La parole est à la défense

À la suite de ces sorties, Andrew Solomon, président du PEN, s’est à son tour fendu d’un communiqué, dimanche, pour clarifier les raisons derrière le choix du jury. “Nous savions que ce prix serait controversé”, indique-t-il, “mais je ne pensais pas que ce problème pousserait ces auteurs-là à exprimer ces désaccords-là.
Et de poursuivre:

Il est indéniable qu’en plus de s’attirer les foudres des extrémistes, les dessins de Charlie Hebdo ont également offensé d’autres musulmans, de la même manière que leurs dessins ont offensé d’autres groupes […].
Mais, en se basant sur leurs propres déclarations, nous croyons que le but de l’équipe de Charlie Hebdo n’était pas  d’ostraciser ou d’insulter les musulmans mais bien de contrer  les efforts d’une minorité d’extrémistes radicaux désireuse de réduire le champ de la liberté d’expression.

Du côté des partisans de Charlie, un autre auteur est à son tour monté au front pour défendre le journal français. Salman Rushdie, ancien président du PEN, menacé par une fatwa depuis 1989 et la parution des Versets sataniques, ne comprend pas la décision de ses pairs et le fait savoir. Sur Twitter d’abord, vertement : “Le prix sera décerné. Le PEN s’y tiendra. Ce sont juste six trouillards. Six auteurs en quête de caractère.” Au-delà de la référence littéraire bien trouvée, le message est très clair.
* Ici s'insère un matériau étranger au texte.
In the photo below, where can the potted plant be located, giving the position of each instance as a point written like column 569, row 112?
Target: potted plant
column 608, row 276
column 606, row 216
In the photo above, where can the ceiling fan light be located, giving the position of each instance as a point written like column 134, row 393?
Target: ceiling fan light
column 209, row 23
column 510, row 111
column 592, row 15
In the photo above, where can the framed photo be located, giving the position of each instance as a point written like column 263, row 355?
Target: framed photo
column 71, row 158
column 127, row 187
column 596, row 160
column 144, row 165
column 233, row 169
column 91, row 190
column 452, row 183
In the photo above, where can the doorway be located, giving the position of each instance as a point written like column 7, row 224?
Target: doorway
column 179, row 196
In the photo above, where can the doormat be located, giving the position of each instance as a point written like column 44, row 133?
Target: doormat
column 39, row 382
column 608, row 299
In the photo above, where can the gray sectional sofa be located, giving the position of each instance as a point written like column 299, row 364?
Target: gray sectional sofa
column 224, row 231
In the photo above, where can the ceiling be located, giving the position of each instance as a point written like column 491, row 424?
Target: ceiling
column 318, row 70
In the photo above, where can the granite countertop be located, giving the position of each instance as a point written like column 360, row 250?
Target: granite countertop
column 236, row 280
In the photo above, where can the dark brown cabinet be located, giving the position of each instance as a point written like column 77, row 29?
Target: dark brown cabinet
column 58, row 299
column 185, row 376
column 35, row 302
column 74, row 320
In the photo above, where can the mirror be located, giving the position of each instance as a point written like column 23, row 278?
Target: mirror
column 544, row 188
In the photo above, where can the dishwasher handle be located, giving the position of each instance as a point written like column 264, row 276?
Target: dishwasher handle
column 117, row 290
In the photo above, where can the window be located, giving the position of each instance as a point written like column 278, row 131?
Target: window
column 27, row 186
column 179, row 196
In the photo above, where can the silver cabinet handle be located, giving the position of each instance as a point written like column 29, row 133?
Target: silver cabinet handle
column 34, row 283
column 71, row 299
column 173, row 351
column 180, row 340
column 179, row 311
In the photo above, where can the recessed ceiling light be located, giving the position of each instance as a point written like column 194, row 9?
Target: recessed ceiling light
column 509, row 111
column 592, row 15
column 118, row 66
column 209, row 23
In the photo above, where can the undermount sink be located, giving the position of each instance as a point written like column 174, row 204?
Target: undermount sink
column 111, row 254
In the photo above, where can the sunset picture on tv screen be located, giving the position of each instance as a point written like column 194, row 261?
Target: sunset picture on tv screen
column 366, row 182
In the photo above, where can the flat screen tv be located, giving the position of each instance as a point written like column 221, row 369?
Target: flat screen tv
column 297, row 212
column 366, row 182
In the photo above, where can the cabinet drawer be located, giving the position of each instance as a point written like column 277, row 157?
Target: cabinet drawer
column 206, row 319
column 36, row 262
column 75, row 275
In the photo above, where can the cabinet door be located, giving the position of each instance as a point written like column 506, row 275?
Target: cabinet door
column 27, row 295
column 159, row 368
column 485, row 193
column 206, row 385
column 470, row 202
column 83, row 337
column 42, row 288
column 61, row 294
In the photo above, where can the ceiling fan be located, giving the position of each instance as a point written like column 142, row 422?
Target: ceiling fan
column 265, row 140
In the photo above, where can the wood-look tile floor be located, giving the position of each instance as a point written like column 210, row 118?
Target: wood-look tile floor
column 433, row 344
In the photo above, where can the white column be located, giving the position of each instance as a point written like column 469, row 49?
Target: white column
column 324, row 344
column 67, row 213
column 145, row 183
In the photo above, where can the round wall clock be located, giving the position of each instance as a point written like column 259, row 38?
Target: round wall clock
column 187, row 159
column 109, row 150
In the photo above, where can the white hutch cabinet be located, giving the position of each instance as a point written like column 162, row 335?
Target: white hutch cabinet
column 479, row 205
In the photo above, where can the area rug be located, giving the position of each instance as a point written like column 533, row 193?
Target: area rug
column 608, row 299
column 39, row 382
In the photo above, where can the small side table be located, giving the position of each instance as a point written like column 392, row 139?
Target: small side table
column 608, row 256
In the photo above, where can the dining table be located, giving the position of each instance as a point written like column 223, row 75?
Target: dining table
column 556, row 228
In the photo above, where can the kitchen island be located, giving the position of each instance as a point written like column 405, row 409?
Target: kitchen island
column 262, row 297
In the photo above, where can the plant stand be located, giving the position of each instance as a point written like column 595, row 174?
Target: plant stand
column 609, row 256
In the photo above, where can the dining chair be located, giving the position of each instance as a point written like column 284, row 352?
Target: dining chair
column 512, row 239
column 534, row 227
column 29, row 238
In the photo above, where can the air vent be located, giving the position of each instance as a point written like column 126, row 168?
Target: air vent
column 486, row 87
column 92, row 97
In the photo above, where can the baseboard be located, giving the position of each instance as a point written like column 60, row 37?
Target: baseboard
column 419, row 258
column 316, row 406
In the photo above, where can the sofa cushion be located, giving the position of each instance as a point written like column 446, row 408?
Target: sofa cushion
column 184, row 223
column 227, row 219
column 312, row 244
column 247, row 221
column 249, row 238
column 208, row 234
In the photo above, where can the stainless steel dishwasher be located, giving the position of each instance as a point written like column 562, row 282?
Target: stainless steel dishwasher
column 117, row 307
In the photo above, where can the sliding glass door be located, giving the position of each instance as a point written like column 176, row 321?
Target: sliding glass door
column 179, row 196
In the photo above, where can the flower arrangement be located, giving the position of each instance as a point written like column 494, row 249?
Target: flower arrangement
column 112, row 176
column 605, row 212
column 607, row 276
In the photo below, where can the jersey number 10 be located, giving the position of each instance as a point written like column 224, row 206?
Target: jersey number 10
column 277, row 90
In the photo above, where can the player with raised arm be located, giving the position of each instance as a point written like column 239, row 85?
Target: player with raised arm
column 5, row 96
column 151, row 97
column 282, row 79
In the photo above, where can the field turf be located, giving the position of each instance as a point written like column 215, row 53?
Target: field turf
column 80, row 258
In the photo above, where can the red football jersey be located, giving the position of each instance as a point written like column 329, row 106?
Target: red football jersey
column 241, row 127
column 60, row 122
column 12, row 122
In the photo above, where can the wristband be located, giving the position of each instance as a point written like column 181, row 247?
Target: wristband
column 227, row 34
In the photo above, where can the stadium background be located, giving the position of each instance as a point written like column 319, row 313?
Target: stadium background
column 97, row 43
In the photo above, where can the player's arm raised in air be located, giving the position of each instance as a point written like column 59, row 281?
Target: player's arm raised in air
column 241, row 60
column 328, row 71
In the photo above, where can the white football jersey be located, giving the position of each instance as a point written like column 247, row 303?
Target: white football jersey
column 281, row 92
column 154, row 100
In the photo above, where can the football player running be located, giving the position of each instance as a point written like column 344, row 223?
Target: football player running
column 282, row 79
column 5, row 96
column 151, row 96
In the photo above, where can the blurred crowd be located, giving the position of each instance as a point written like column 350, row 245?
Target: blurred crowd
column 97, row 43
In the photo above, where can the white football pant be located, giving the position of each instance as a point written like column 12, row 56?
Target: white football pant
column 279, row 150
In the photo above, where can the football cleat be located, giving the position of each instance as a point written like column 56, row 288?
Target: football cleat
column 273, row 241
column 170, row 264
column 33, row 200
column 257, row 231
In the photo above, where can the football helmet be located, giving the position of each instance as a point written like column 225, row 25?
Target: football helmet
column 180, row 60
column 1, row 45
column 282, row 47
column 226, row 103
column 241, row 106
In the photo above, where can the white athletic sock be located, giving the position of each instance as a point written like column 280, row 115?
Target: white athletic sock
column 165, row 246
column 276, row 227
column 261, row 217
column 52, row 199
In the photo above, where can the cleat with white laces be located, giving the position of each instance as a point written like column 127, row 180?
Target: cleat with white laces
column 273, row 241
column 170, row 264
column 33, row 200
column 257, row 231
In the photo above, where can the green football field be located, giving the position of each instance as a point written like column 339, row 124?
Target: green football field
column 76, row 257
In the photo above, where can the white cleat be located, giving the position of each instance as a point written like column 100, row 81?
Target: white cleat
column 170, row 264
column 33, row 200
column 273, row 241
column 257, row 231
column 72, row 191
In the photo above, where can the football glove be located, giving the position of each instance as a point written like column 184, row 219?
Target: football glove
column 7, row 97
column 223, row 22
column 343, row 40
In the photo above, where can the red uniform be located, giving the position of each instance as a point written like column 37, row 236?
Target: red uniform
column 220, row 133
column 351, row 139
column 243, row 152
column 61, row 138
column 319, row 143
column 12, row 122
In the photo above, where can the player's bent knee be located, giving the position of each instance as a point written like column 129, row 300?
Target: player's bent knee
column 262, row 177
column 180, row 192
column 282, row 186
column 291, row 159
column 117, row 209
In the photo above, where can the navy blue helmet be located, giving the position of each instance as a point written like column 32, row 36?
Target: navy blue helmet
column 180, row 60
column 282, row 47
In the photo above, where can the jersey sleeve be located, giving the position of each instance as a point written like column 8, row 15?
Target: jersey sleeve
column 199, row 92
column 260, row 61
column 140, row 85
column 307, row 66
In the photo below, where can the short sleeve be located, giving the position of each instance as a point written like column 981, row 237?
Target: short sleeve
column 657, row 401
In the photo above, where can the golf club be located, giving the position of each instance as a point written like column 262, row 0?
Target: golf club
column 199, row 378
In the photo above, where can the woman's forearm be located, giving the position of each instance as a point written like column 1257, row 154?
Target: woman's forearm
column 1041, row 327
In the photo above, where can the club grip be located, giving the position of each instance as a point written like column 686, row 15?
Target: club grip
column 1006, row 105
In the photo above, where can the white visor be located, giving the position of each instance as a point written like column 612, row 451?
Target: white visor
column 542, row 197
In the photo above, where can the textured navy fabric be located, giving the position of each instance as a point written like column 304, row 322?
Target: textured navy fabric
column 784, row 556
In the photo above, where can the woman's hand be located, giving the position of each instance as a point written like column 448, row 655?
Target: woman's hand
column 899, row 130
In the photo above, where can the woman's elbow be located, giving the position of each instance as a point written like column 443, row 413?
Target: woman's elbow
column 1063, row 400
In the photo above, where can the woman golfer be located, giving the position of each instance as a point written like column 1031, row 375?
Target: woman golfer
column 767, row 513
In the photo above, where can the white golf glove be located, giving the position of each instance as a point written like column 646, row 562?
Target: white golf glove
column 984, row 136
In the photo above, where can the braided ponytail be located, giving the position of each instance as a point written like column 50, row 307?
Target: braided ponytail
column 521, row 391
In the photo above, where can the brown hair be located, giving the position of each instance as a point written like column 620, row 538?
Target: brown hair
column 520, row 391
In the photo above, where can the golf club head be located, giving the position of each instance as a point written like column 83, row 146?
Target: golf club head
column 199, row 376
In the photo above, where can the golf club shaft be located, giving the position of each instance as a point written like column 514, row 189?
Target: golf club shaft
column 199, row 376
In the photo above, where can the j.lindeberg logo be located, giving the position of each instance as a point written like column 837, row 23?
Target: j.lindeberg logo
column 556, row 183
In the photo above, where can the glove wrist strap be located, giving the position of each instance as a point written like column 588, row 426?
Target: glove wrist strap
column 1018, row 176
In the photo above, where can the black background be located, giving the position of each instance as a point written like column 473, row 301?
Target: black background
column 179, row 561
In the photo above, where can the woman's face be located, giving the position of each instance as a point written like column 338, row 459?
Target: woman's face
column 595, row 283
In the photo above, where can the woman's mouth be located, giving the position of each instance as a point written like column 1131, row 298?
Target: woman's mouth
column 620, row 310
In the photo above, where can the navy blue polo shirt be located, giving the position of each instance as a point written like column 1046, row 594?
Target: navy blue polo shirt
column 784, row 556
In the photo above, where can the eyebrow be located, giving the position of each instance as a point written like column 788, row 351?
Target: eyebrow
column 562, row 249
Rushdie réaffirme ensuite sa position dans le New York Times, considérant que “si le PEN, en tant que défenseur de la libre expression, ne peut défendre et récompenser ceux qui ont été tués pour avoir dessiné, alors il n’est pas à la hauteur de son nom”. Et d’asséner, sarcastique :

Ce que je souhaite à Peter, Michael et aux autres, c’est que personne ne vienne jamais pour les tuer.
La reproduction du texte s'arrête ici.